Fans of country music will also find their genre of choice with the Traveling Mabels, a three generation female trio hailing from Alberta. The group, which draws much of their music from life experiences, was named the 2011 Association of Country Music in Alberta group of the year.
Two non-musical acts round off the schedule, with illusions, mentalism and magic tricks by Spidey and Bob Cates, both of Quebec.
“We try to really give a broad range of genres of the performing artists in our showcases and that’s part of the criteria that the jury is instructed to consider when we choose the particular artists,” Marantz said.
Registration is $10 per showcase concert and can be done at manitobaartsnetwork.ca.
While it is the first time for the showcase in Morden, Oct. 20-23 will not be the first rodeo for the Southern Manitoba Concert Series.
The series has previously drawn from the showcase artists to fill their schedule, including this season’s series openers, Duo Fortin-Poirier.
SMC representatives first heard the piano duet during last year’s conference in Flin Flon.
“It was wonderful,” Linda Butler, SMC board member, said. “The audience really enjoyed it, but we wouldn’t have known about this if we hadn’t gone...last year and seen them at this showcase, so it’s very important to us. We watch all 15, but there might only be one or two that we’re really interested in, but then another community will be interested in a couple of the others.”
The Southern Manitoba Concert Series will host the 2016 showcase, with contribution by the Pembina Hills Art Council and Canadian Fossil Discovery Centre.
“When I started with this organization, I made my first trip to Morden,” Marantz said. “I hadn’t been to Morden before, and I was just absolutely taken aback just by the beauty of the city.
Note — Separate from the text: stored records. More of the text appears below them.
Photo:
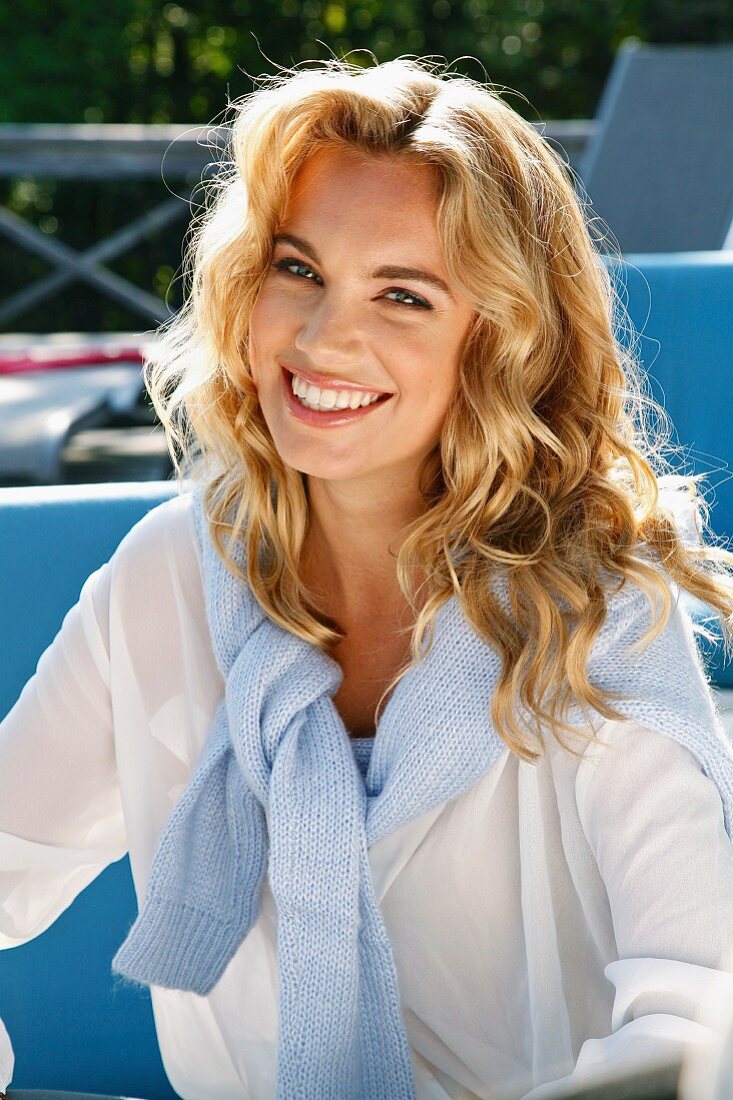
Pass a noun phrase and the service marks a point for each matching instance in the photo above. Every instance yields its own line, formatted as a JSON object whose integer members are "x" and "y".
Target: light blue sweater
{"x": 277, "y": 789}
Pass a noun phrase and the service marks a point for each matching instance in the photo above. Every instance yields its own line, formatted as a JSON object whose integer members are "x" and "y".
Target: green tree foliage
{"x": 143, "y": 61}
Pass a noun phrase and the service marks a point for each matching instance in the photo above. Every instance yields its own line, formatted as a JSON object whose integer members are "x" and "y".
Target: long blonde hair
{"x": 546, "y": 468}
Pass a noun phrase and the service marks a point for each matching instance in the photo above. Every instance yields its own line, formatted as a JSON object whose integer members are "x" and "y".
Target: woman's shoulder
{"x": 164, "y": 541}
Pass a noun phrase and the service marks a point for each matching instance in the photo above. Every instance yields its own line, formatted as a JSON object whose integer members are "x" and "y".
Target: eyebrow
{"x": 387, "y": 271}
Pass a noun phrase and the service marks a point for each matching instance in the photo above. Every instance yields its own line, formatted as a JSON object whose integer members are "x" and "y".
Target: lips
{"x": 327, "y": 382}
{"x": 331, "y": 418}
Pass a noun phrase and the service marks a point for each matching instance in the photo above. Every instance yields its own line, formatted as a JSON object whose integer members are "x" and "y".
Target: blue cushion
{"x": 681, "y": 305}
{"x": 72, "y": 1025}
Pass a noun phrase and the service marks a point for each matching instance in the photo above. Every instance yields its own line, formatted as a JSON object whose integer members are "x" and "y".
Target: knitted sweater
{"x": 277, "y": 789}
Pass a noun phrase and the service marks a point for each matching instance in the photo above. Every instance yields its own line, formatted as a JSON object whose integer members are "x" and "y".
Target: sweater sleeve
{"x": 655, "y": 824}
{"x": 61, "y": 815}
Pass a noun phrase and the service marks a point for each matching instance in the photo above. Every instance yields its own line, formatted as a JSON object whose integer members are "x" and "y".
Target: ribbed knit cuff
{"x": 177, "y": 946}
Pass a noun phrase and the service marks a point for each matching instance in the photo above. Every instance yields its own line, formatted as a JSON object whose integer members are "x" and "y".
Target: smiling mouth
{"x": 330, "y": 398}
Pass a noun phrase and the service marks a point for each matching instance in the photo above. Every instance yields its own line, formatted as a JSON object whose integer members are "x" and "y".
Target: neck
{"x": 351, "y": 548}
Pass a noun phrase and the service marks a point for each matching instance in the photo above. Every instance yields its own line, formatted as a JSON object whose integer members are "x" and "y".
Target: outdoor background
{"x": 146, "y": 62}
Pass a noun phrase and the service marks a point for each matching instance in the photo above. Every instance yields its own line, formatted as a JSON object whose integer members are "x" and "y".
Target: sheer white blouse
{"x": 559, "y": 920}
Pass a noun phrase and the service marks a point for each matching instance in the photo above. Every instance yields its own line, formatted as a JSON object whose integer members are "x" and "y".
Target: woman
{"x": 422, "y": 799}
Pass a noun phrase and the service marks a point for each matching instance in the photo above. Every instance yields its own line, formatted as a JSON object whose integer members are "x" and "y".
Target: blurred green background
{"x": 145, "y": 62}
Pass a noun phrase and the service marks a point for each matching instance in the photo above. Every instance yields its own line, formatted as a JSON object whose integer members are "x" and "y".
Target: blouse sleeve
{"x": 61, "y": 814}
{"x": 655, "y": 824}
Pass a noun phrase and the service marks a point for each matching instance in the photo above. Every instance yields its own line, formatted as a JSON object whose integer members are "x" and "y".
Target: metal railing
{"x": 108, "y": 153}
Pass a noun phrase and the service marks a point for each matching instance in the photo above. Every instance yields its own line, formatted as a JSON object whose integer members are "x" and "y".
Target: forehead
{"x": 379, "y": 197}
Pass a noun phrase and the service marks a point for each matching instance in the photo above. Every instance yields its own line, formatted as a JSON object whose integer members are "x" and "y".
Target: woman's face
{"x": 357, "y": 305}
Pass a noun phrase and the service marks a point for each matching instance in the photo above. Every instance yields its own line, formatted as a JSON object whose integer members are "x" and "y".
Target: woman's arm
{"x": 61, "y": 816}
{"x": 655, "y": 825}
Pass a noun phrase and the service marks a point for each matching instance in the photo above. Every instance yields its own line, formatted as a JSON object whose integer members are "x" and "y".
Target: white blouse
{"x": 569, "y": 917}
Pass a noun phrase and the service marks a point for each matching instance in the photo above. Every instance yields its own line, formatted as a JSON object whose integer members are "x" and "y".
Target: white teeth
{"x": 313, "y": 397}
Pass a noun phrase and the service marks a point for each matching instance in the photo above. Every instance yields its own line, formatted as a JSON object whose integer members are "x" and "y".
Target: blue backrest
{"x": 72, "y": 1025}
{"x": 681, "y": 305}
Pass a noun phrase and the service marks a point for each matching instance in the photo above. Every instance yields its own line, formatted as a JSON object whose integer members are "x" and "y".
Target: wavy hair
{"x": 547, "y": 466}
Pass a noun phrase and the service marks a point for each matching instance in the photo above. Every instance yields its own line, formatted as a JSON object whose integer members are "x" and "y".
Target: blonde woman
{"x": 395, "y": 706}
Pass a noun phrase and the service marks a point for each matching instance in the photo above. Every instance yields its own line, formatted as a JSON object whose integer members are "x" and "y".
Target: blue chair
{"x": 681, "y": 306}
{"x": 72, "y": 1025}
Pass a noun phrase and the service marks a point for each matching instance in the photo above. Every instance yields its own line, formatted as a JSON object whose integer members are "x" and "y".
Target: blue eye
{"x": 413, "y": 299}
{"x": 288, "y": 264}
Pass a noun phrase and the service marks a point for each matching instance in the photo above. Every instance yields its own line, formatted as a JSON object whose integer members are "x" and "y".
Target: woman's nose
{"x": 331, "y": 332}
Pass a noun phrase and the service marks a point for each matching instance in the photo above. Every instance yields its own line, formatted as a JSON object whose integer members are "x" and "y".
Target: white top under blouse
{"x": 571, "y": 913}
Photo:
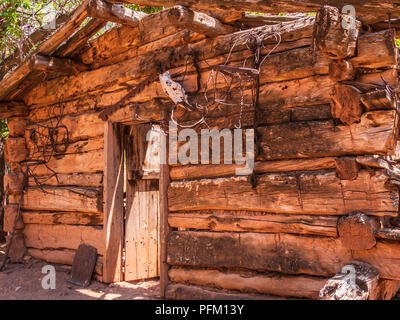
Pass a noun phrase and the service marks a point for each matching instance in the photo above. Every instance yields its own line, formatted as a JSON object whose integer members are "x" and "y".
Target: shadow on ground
{"x": 24, "y": 282}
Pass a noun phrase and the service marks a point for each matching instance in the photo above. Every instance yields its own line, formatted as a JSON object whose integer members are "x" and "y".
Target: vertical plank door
{"x": 142, "y": 217}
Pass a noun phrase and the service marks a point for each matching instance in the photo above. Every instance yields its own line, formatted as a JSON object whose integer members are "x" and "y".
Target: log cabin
{"x": 90, "y": 122}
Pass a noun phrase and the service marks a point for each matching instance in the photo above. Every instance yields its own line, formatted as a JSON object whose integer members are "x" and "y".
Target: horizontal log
{"x": 73, "y": 179}
{"x": 36, "y": 147}
{"x": 15, "y": 149}
{"x": 367, "y": 12}
{"x": 57, "y": 66}
{"x": 375, "y": 50}
{"x": 80, "y": 38}
{"x": 60, "y": 236}
{"x": 65, "y": 256}
{"x": 73, "y": 218}
{"x": 372, "y": 135}
{"x": 253, "y": 222}
{"x": 290, "y": 254}
{"x": 80, "y": 127}
{"x": 319, "y": 193}
{"x": 177, "y": 291}
{"x": 210, "y": 171}
{"x": 357, "y": 231}
{"x": 378, "y": 99}
{"x": 251, "y": 282}
{"x": 63, "y": 199}
{"x": 89, "y": 162}
{"x": 12, "y": 109}
{"x": 16, "y": 126}
{"x": 145, "y": 64}
{"x": 198, "y": 22}
{"x": 40, "y": 113}
{"x": 284, "y": 253}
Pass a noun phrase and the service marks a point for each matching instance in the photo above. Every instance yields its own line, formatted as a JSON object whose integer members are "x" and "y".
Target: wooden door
{"x": 142, "y": 211}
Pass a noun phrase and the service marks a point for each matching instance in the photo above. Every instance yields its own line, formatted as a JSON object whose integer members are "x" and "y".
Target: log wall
{"x": 279, "y": 238}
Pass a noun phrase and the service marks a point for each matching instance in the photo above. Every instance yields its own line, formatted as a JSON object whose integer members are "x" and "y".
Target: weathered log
{"x": 367, "y": 12}
{"x": 81, "y": 146}
{"x": 16, "y": 126}
{"x": 63, "y": 256}
{"x": 294, "y": 59}
{"x": 63, "y": 199}
{"x": 286, "y": 253}
{"x": 211, "y": 171}
{"x": 379, "y": 162}
{"x": 356, "y": 281}
{"x": 388, "y": 234}
{"x": 375, "y": 50}
{"x": 14, "y": 183}
{"x": 72, "y": 179}
{"x": 17, "y": 247}
{"x": 251, "y": 282}
{"x": 346, "y": 104}
{"x": 340, "y": 70}
{"x": 347, "y": 168}
{"x": 56, "y": 66}
{"x": 198, "y": 22}
{"x": 12, "y": 218}
{"x": 320, "y": 193}
{"x": 252, "y": 20}
{"x": 73, "y": 218}
{"x": 80, "y": 38}
{"x": 40, "y": 113}
{"x": 255, "y": 222}
{"x": 331, "y": 38}
{"x": 89, "y": 162}
{"x": 80, "y": 127}
{"x": 114, "y": 12}
{"x": 377, "y": 99}
{"x": 15, "y": 150}
{"x": 62, "y": 236}
{"x": 12, "y": 109}
{"x": 372, "y": 135}
{"x": 357, "y": 231}
{"x": 177, "y": 291}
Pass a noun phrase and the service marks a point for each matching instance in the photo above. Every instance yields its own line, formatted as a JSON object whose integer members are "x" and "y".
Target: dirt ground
{"x": 23, "y": 282}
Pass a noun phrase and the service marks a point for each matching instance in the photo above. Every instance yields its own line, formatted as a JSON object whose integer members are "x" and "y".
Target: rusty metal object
{"x": 83, "y": 265}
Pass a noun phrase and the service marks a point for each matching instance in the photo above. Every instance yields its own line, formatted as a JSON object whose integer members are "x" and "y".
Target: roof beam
{"x": 80, "y": 38}
{"x": 368, "y": 11}
{"x": 114, "y": 13}
{"x": 50, "y": 65}
{"x": 198, "y": 22}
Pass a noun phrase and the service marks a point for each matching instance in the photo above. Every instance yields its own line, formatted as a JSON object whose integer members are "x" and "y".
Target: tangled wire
{"x": 47, "y": 141}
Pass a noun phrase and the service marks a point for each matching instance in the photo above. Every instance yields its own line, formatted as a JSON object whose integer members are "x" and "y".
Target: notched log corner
{"x": 331, "y": 38}
{"x": 346, "y": 103}
{"x": 355, "y": 281}
{"x": 347, "y": 168}
{"x": 357, "y": 231}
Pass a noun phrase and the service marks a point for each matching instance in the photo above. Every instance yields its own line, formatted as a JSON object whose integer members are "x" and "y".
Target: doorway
{"x": 141, "y": 252}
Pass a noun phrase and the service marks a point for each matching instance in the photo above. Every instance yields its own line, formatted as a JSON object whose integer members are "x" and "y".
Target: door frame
{"x": 113, "y": 227}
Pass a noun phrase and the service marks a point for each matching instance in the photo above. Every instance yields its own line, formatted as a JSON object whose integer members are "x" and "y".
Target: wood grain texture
{"x": 255, "y": 222}
{"x": 251, "y": 282}
{"x": 319, "y": 193}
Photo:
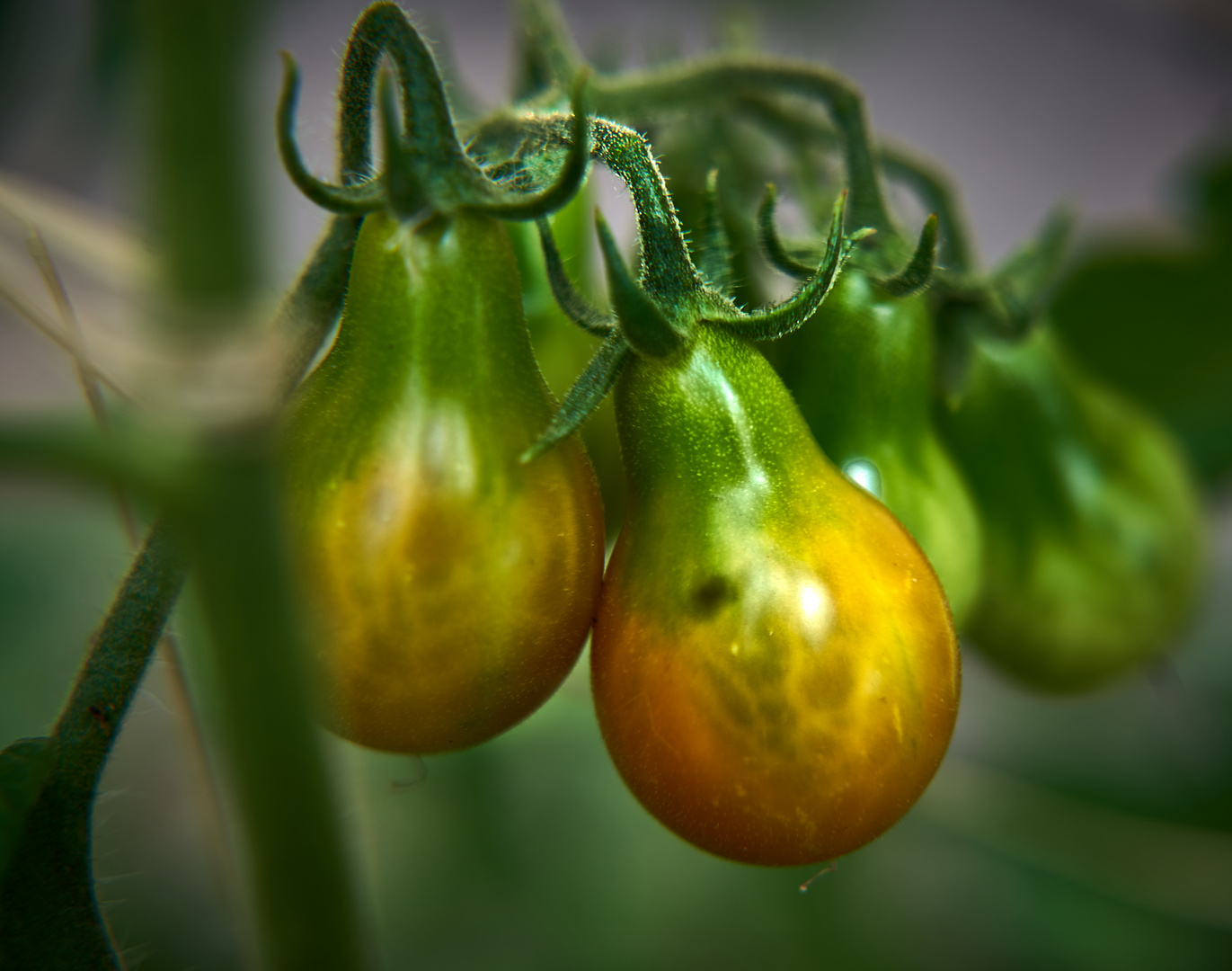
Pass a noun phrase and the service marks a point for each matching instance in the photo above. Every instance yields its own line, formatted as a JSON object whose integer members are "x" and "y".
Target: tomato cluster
{"x": 774, "y": 659}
Like, what a nice community, just visually-the heritage buildings along the downtown that have been maintained, the art galleries, the local art scene, the visual art scene is vibrant and all the agriculture going on there and the testing that goes on there (at the research station) is quite amazing.”
Professional development seminars for artists and community groups, visual arts displays, literary readings and an emerging artist showcase (closed to the general public) will also earmark the showcase.